For each order of magnitude, the width corresponding to the leading digit 1 is almost 6 times larger than the one corresponding to the leading digit 8. So overall, the cumulative area under the distribution curve corresponding to the leading digit 1 is also about 6 times larger than the one corresponding to the leading digit 8.

Now, an interesting thing is that it Bendford’s law can be easily generalized to every significant digit. Let’s apply the second-digit version of the law to the population dataset.

Second significant digit

Here is the generalization of Benford’s law, from Hill [1] :

\begin{equation} P(D_1 = d_1, … ,D_k = d_k) = log_{10} \left[ 1 + \left( \sum_{i=1}^k d_i 10^{k-i} \right)^{-1} \right], \; k \geq 1 \end{equation}

where $d_j$ is the $j$-th significant digit ($d_1 \in (1, …, 9)$ and $d_j \in (0, …, 9)$ for $j>1$).

So the distribution of the second digit is the following one :

\begin{equation} P(D_2 = d_2) = \sum_{d_1=1}^9 P(D_1 = d_1, D_2 = d_2) = \sum_{d_1=1}^9 log_{10} \left[ 1 + \frac{1}{10 \; d_1 + d_2} \right] \end{equation}

Let’s have a look at this second-digit distribution :

benford_2 = pd.DataFrame(data={"second_digit": range(10)}, index=range(10))

benford_2["proba"] = 0.0
for d1 in range(1, 10):
    benford_2.proba += np.log10(1 + 1 / (10 * d1 + benford_2.second_digit))

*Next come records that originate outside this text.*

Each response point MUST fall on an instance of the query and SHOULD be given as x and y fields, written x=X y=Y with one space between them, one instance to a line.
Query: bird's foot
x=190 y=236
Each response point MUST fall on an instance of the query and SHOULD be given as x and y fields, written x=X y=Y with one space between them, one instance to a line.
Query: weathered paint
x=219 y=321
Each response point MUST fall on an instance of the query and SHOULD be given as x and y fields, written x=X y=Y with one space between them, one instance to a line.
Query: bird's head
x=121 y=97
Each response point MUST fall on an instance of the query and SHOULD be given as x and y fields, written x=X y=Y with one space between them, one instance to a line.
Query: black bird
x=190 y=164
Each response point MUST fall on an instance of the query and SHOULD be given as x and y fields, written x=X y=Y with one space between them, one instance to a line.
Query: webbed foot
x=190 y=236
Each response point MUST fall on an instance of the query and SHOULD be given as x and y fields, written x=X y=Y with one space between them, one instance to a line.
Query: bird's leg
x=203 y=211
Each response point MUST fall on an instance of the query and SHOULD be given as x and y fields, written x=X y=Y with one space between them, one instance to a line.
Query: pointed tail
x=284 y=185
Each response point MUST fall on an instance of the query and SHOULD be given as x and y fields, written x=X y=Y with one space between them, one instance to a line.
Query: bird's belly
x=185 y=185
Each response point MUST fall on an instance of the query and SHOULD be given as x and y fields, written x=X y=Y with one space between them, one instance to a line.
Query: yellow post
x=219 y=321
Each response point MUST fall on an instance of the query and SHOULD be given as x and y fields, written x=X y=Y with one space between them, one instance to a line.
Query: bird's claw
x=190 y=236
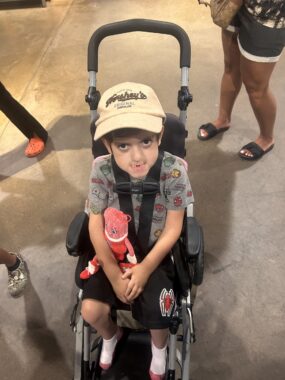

benford_2.set_index("second_digit", inplace=True)
ax = benford_2.plot(
    legend=False, grid=True, alpha=0.5, figsize=FS, rot=0, style="o", ms=20
)
_ = ax.set(
    title="Benford's law for the second significant digit",
    xlabel="Second significant digit",
    ylabel="Probability of occurence",
)

Second-digit

Although the second-digit distribution is not uniform, it is less uneven than the first-digit one.

Now we store the second digit and compute the probability of occurence :

df["second_digit"] = 0
df.loc[df.PTOT > 9, "second_digit"] = df[df.PTOT > 9].PTOT.map(lambda x: int(str(x)[1]))
sd_occ_pc = df.second_digit.value_counts() / len(df)

Again, we can observe that the data follows (the generalized) Benford’s law pretty well :

ax = sd_occ_pc.plot.bar(figsize=FS, alpha=0.5, label="Observed data")
ax = benford_2.reset_index(drop=False).plot.scatter(
    x="second_digit",
    y="proba",
    marker="o",
    s=500,
    ax=ax,
    alpha=0.5,
    label="Benford's law",
)
ax.grid()
_ = ax.set(
    title="Second-digit law on the population of french communes",
    xlabel="Second significant digit",
    ylabel="Probability of occurence",
)
_ = ax.set_ylim(
    0,
)
_ = ax.legend()

Second-digit

Reference

[1] Hill, Theodore P. A Statistical Derivation of the Significant-Digit Law. Statist. Sci. 10 (1995), no. 4, 354–363. doi:10.1214/ss/1177009869.